The grotesque sculpture had once been separate vehicles—three of them: two cars, one semi. Emergency flashers lit up the cordoned-off intersection, but there was a gloom to the wreckage that no amount of pulsing red and blue could disperse. Detective Hal Jenkins, feeling every one of his 51 years, lumbered toward the scene, suspecting fatalities. This was a dark night getting darker. He needed a drink.
Police cruisers blocked off the eastbound lanes of Route 46 and both directions of 202. Scores of gawkers, having left their stranded cars, pressed toward waist-high yellow tape. Jenkins sniffed: gasoline, burnt rubber, and impending rain. The screech of a metal-cutting saw ripped through the night. The good news: no press. He ducked under the tape like a boxer entering the ring.
“Hey, Jenks,” called a patrolman. “You’re too much—a coat and tie?”
Jenkins stepped close enough to be heard. “Experience, Coop,” he said touching the perpetually loose knot at his neck. “Got a hunch I’ll be working straight through ’til morning.” His eyes locked on the distorted chasses. “What the hell happened?”

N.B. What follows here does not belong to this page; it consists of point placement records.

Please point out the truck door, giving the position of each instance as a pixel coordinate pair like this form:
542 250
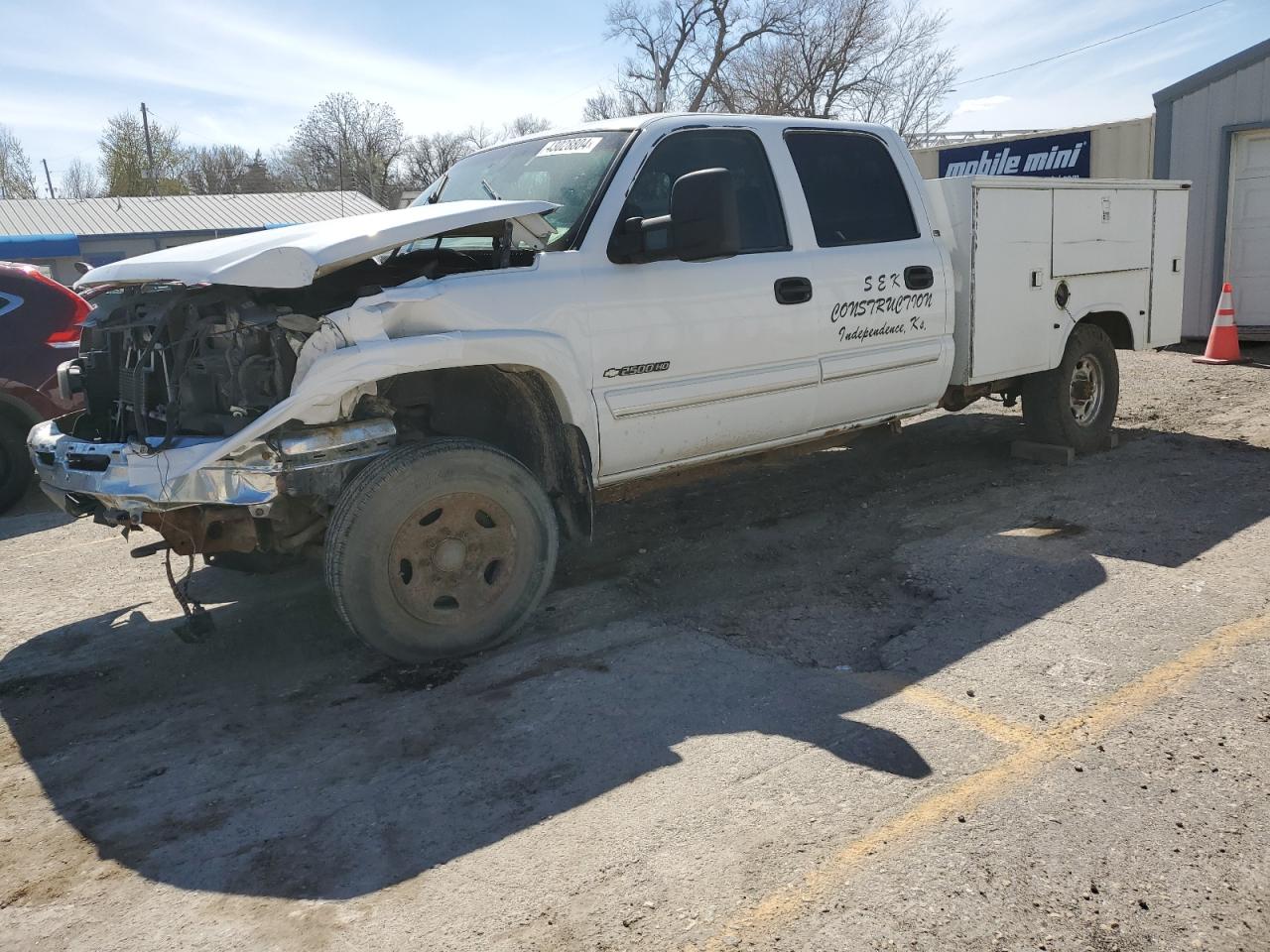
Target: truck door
884 330
697 358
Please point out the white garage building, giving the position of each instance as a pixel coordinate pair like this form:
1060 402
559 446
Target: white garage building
56 232
1214 128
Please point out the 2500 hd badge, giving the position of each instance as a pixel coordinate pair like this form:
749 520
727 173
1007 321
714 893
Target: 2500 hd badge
657 367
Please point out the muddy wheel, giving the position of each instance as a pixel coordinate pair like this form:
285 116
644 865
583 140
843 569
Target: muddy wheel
1075 404
440 549
16 470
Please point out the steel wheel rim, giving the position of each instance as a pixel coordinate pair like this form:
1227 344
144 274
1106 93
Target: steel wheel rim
452 560
1087 390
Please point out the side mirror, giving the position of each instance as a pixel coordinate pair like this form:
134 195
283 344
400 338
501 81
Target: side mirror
703 221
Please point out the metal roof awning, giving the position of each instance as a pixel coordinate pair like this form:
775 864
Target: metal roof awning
13 246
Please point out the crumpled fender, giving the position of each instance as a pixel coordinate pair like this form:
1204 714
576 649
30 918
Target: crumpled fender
318 397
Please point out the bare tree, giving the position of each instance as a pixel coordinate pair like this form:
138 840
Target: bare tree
526 125
873 60
216 171
430 157
347 143
683 46
17 179
911 75
80 180
125 163
427 158
610 104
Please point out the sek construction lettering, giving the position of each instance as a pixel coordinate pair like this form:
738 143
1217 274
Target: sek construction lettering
867 306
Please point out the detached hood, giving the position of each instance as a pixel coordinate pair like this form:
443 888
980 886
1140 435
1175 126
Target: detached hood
294 255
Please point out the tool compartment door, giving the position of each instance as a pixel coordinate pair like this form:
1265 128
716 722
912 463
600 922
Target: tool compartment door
1101 230
1012 302
1165 315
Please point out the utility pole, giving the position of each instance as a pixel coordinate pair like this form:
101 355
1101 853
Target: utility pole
150 151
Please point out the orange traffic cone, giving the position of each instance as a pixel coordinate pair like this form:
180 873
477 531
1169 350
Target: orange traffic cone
1223 340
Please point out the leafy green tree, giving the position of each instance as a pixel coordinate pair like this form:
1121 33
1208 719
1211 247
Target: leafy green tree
126 167
17 179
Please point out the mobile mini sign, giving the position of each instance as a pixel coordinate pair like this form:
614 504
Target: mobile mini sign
1065 157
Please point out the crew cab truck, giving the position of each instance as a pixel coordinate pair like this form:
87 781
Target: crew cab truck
435 394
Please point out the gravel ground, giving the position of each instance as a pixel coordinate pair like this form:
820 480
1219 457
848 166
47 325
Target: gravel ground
899 693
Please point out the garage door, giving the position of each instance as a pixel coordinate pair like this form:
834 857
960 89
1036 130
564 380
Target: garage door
1247 240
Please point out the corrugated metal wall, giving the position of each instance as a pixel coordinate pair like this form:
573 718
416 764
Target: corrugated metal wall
1199 149
1118 150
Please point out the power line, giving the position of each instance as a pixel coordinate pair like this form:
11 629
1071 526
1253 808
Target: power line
1082 49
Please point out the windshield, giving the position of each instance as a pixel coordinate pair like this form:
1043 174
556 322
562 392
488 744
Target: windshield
563 169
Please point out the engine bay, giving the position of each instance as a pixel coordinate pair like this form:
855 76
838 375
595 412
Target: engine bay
167 359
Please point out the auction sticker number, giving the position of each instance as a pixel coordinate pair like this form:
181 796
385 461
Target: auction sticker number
578 145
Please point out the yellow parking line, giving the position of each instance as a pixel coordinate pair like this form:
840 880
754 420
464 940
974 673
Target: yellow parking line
935 702
792 902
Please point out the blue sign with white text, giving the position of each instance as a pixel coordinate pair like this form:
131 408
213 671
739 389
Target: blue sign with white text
1064 157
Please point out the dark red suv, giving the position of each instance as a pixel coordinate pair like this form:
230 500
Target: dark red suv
40 327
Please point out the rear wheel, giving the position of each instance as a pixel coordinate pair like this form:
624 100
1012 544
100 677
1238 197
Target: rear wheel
440 549
1075 404
16 470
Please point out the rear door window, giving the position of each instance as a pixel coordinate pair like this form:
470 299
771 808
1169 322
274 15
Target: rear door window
852 188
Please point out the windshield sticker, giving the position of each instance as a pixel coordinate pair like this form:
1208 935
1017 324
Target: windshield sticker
578 145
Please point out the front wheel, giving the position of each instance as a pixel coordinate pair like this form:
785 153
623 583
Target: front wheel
440 549
1075 404
16 468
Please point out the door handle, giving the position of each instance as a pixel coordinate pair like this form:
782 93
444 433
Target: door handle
793 291
919 277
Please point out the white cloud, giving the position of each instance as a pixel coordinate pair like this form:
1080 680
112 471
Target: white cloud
979 105
230 72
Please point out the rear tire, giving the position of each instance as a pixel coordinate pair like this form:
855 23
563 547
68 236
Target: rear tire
440 549
1075 404
16 468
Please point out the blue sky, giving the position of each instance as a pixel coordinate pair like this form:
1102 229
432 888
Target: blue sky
232 71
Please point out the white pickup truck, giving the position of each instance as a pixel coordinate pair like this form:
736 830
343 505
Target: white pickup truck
435 394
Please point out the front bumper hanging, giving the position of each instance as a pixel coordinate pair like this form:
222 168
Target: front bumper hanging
86 477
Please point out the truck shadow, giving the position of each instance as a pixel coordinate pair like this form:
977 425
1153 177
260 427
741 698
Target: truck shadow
282 760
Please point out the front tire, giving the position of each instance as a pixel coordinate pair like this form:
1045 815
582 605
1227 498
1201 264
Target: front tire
1075 404
16 470
440 549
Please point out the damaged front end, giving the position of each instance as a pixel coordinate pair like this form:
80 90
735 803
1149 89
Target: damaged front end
208 414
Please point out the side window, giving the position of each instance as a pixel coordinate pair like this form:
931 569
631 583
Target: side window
852 188
758 207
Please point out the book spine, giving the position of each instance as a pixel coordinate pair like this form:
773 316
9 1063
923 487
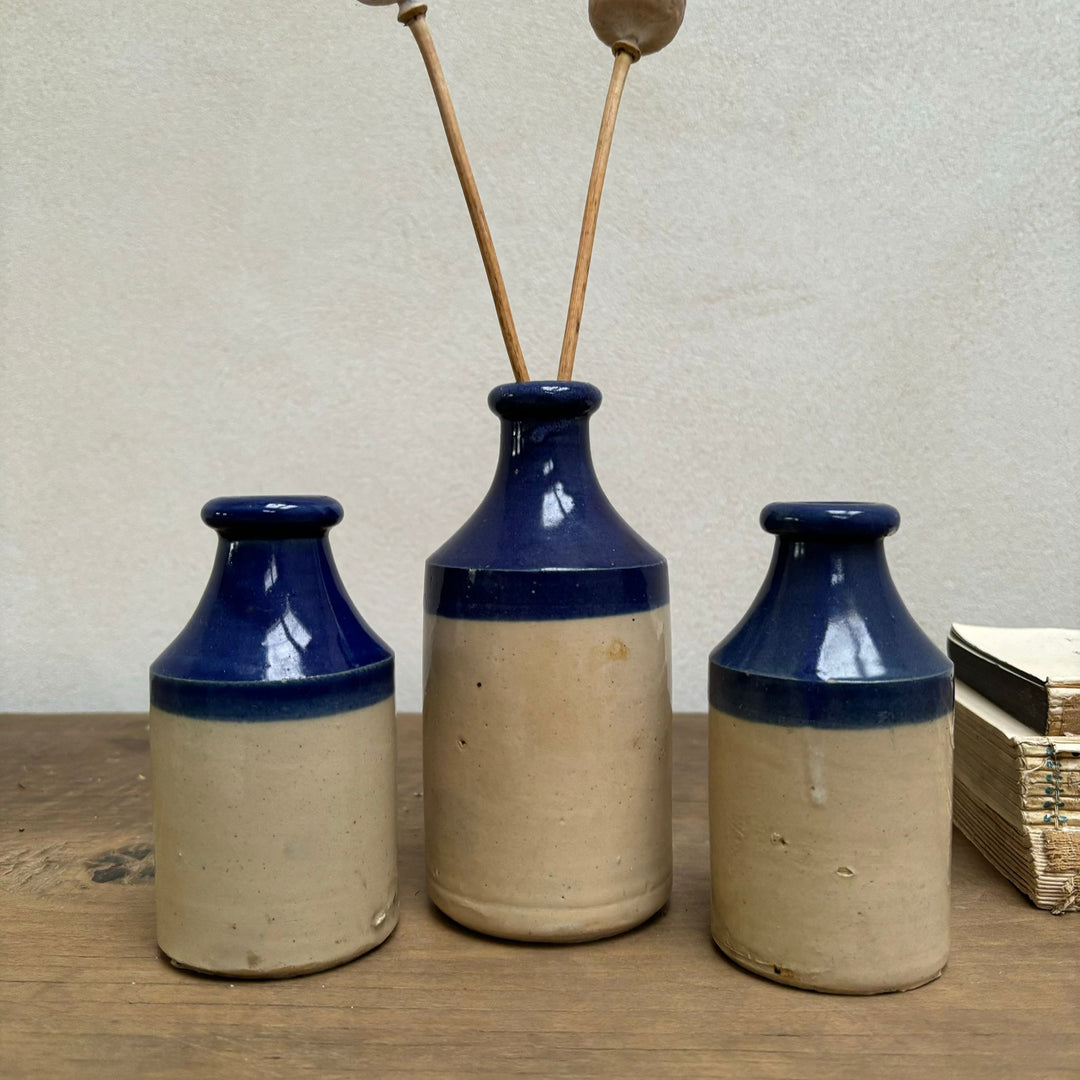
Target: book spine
1027 701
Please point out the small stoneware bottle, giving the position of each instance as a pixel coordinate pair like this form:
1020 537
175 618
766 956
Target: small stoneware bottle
547 706
272 746
831 766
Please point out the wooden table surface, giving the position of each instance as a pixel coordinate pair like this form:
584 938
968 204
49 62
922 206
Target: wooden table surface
83 990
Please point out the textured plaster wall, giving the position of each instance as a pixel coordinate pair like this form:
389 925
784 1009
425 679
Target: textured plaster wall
838 257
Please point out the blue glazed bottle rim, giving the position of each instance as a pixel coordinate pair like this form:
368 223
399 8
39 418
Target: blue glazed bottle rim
277 516
544 401
839 521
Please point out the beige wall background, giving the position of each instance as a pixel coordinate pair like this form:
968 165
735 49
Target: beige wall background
838 257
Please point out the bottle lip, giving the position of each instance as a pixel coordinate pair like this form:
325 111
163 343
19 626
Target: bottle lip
841 521
544 401
264 516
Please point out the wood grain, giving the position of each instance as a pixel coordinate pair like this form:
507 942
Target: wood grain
83 990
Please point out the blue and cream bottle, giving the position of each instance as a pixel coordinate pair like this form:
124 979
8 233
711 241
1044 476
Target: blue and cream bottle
547 705
272 746
831 766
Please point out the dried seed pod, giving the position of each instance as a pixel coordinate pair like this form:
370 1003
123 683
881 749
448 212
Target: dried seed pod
638 26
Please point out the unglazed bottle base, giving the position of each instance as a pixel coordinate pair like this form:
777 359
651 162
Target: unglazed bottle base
274 840
787 977
389 926
547 765
552 923
831 851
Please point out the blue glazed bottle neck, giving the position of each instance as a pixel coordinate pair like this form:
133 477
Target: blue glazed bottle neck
828 610
547 463
545 508
274 607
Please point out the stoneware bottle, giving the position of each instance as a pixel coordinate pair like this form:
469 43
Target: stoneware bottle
831 757
272 745
547 706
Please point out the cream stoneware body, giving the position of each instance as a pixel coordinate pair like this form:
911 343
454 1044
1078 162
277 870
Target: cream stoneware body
831 763
547 709
272 755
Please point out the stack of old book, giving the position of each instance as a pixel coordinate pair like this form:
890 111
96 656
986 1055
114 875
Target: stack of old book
1016 791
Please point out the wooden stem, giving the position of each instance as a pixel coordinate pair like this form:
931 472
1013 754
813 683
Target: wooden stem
622 62
418 24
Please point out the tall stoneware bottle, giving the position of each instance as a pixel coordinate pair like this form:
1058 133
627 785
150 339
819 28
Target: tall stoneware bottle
831 766
272 745
547 706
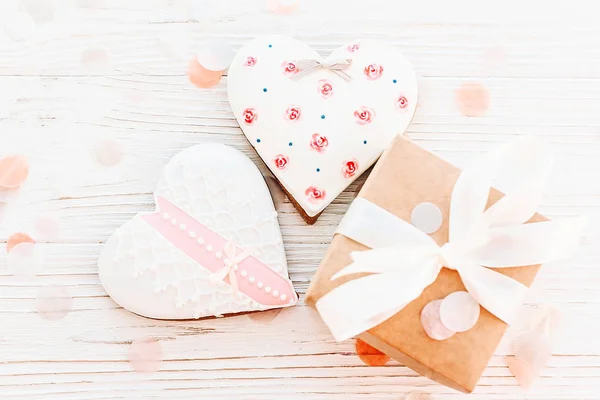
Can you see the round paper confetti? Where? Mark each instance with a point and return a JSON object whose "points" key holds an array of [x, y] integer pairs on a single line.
{"points": [[202, 77], [47, 226], [432, 325], [459, 311], [14, 170], [427, 217], [53, 302], [95, 59], [19, 26], [25, 259], [145, 355], [41, 11], [282, 6], [16, 239], [370, 355], [472, 99], [264, 317], [108, 152], [215, 55]]}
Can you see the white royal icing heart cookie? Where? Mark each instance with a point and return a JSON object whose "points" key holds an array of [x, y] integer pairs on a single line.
{"points": [[319, 124], [212, 247]]}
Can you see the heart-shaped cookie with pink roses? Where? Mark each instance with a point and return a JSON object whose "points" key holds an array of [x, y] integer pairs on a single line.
{"points": [[319, 123]]}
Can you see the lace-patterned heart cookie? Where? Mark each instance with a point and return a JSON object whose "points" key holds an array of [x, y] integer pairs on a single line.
{"points": [[212, 247], [319, 124]]}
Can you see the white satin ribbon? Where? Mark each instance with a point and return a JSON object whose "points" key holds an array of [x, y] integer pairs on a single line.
{"points": [[231, 261], [403, 260]]}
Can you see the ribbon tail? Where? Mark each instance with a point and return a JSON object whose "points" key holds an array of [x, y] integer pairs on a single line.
{"points": [[500, 295], [363, 303]]}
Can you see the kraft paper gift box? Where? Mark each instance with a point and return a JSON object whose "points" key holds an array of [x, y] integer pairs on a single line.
{"points": [[405, 176]]}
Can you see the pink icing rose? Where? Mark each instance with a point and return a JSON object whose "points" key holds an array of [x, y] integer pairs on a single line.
{"points": [[319, 143], [293, 113], [281, 161], [353, 48], [289, 68], [402, 102], [350, 168], [250, 116], [364, 115], [314, 194], [325, 88], [373, 71]]}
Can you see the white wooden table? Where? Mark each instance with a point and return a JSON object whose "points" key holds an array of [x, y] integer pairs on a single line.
{"points": [[540, 67]]}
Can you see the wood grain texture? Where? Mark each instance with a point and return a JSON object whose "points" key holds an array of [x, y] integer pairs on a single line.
{"points": [[541, 70]]}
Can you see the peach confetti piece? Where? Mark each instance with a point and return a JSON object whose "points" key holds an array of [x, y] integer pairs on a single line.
{"points": [[145, 355], [19, 26], [264, 317], [108, 152], [25, 259], [431, 322], [472, 99], [14, 171], [53, 302], [282, 6], [459, 311], [18, 238], [215, 55], [370, 355], [47, 226], [202, 77], [95, 59]]}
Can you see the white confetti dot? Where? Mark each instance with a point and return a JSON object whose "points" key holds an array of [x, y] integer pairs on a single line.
{"points": [[215, 55], [432, 325], [427, 217], [459, 311]]}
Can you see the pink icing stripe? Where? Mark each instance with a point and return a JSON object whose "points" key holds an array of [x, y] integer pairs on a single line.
{"points": [[178, 233]]}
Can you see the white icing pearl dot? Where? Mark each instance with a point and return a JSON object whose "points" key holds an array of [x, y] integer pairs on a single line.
{"points": [[427, 217]]}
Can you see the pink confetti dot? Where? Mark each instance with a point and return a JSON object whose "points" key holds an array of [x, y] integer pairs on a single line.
{"points": [[145, 355], [53, 302], [472, 99], [459, 311], [431, 322], [202, 77], [14, 171], [108, 152]]}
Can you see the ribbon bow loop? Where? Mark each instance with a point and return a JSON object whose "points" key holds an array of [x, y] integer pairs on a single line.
{"points": [[338, 67], [403, 260]]}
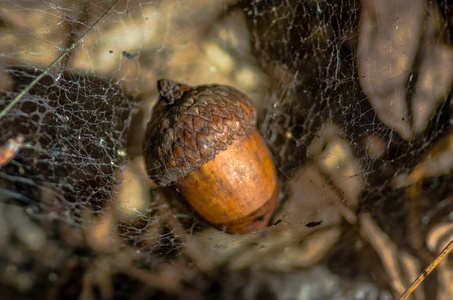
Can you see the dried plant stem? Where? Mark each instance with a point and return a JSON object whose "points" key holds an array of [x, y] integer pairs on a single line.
{"points": [[24, 91], [427, 271]]}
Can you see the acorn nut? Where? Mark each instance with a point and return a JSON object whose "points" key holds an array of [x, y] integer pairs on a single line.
{"points": [[203, 140]]}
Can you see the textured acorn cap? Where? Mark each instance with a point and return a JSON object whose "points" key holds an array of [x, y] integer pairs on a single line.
{"points": [[190, 125]]}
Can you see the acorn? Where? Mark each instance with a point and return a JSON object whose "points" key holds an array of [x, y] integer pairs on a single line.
{"points": [[203, 141]]}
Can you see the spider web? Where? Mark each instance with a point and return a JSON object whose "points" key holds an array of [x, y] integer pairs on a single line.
{"points": [[353, 99]]}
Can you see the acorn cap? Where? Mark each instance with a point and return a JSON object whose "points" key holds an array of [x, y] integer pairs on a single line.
{"points": [[190, 125]]}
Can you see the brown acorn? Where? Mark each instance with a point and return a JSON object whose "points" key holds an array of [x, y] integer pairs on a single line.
{"points": [[203, 140]]}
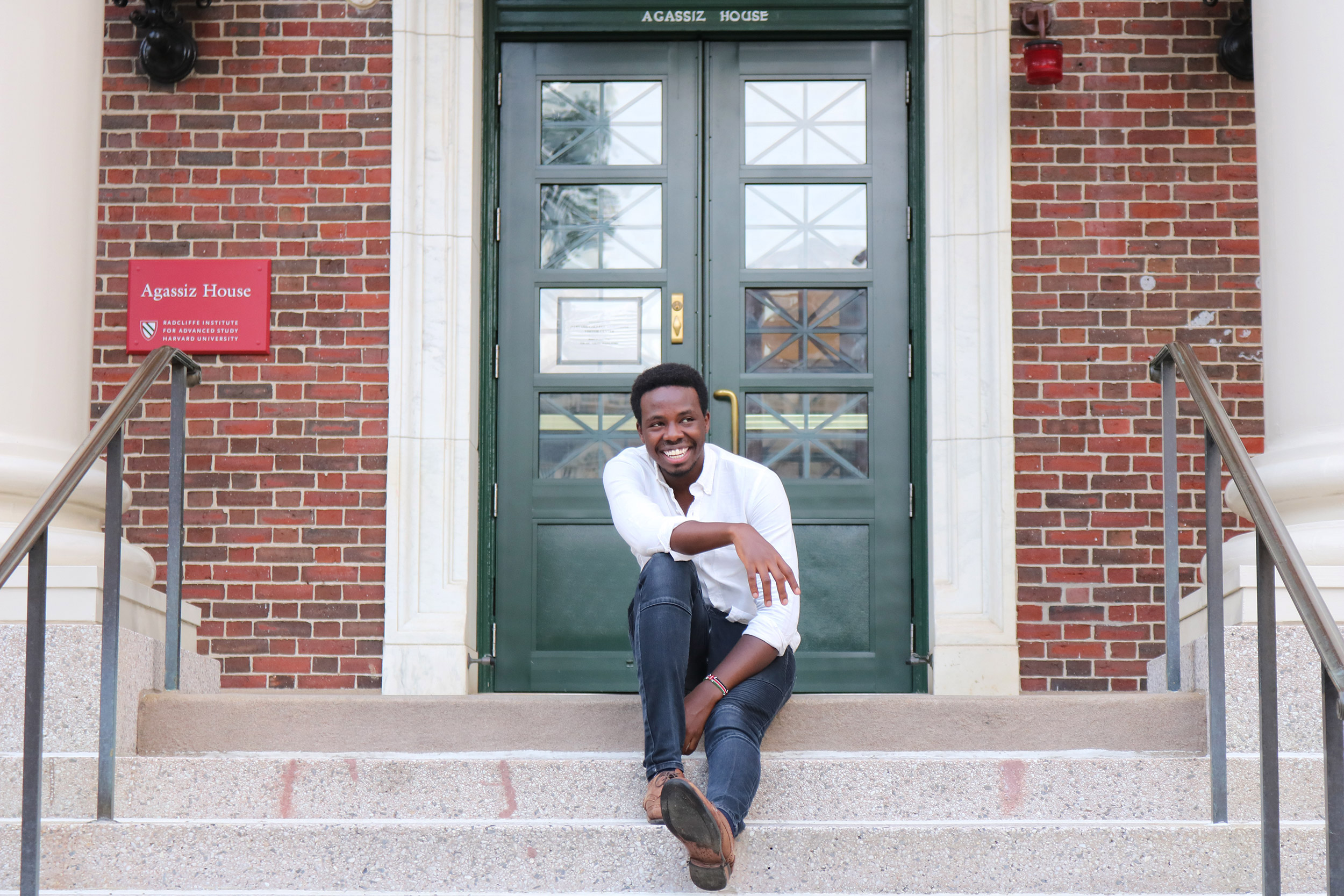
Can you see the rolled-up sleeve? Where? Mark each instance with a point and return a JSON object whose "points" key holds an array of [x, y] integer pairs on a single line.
{"points": [[638, 519], [769, 513]]}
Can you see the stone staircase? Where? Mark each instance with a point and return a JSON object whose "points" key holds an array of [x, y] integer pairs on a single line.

“Eighteen-wheeler nailed two SUVs. Never seen anything like it. We have a witness, over there by the light stanchion—goofy kid in the baseball cap. You should hear it from him.”
“Survivors?”
“The truck driver—barely. Taken to St. Clare’s.”
“How many dead?” Jenkins asked.
“Just the other two drivers—so far. At least that’s a stroke of luck.”
Jenkins rubbed his brow, knowing that all the luck here was bad.
“The EMTs got no pulse on either of ’em,” Cooper said. “The bodies are still trapped.”
“I’ll talk to the kid first.” Jenkins, trying not to look intimidating, ambled toward the witness, a skinny white male wearing military fatigues. The kid cringed as Jenkins approached, the way many whites reacted when facing 250 pounds of black cop. After flashing his shield, Jenkins made eye contact with the witness, who couldn’t have been older than twenty and twitched like he needed a fix.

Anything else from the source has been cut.